Summary: | 碩士 === 國立成功大學 === 資訊管理研究所 === 104 === With the rise of Industry 4.0 in recent years, the consumption environment has changed. IoT, mobile devices, and social media have become part of main stream society. This is a new era in which the transfer of information is fast and transparent, and consumers are no longer given blurred information. In addition, consumer awareness has led to changes in the environment of the markets, creating greater competition among businesses. This competition has caused the life cycle of a product to shrink, which has affected the development of the life cycle of an industry. Arthur D. Little, the first management consultancy firm on the globe, introduced the life cycle matrix in 1970. They believed that the state of a firm is influenced by its competitive position and industry maturity, both of which would thus affect the strategy of a firm.
In previous studies, a consensus has been established among the academics and industries on the concept of the industry life cycle. However, there has yet to be a holistic evaluation judging an industry’s life cycle and its competitive position. The current study aims at combing industry life cycle, competitive position, and fuzzy theory into a multi-attribute strategic problem and approaches the question with quantitative analysis based on previous research. In addition, in order to reduce the complexity of the theory and to increase its applicability for businesses, linguistic representations are used as the form of data collection. Utilizing semantic fuzzy representations not only increases the flexibility of the calculations but also reduces the difficulty for firms when working with these numbers.

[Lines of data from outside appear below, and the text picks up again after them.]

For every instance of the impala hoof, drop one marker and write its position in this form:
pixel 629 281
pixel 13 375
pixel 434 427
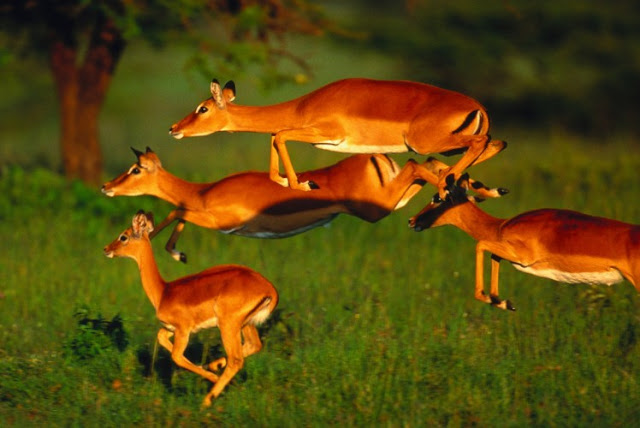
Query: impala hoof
pixel 413 225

In the current study, I adopt similarity calculations for analysis and use case studies to demonstrate the importance of using semantic fuzzy theory and its influence on the results, and then I utilize a life cycle matrix to assist managers in deciding future strategies. Furthermore, the quantitative approach presented in this study would resolve one of the limitations introduced in Arthur D. Little’s life cycle matrix, which is the difficulty of determining an industry life cycle.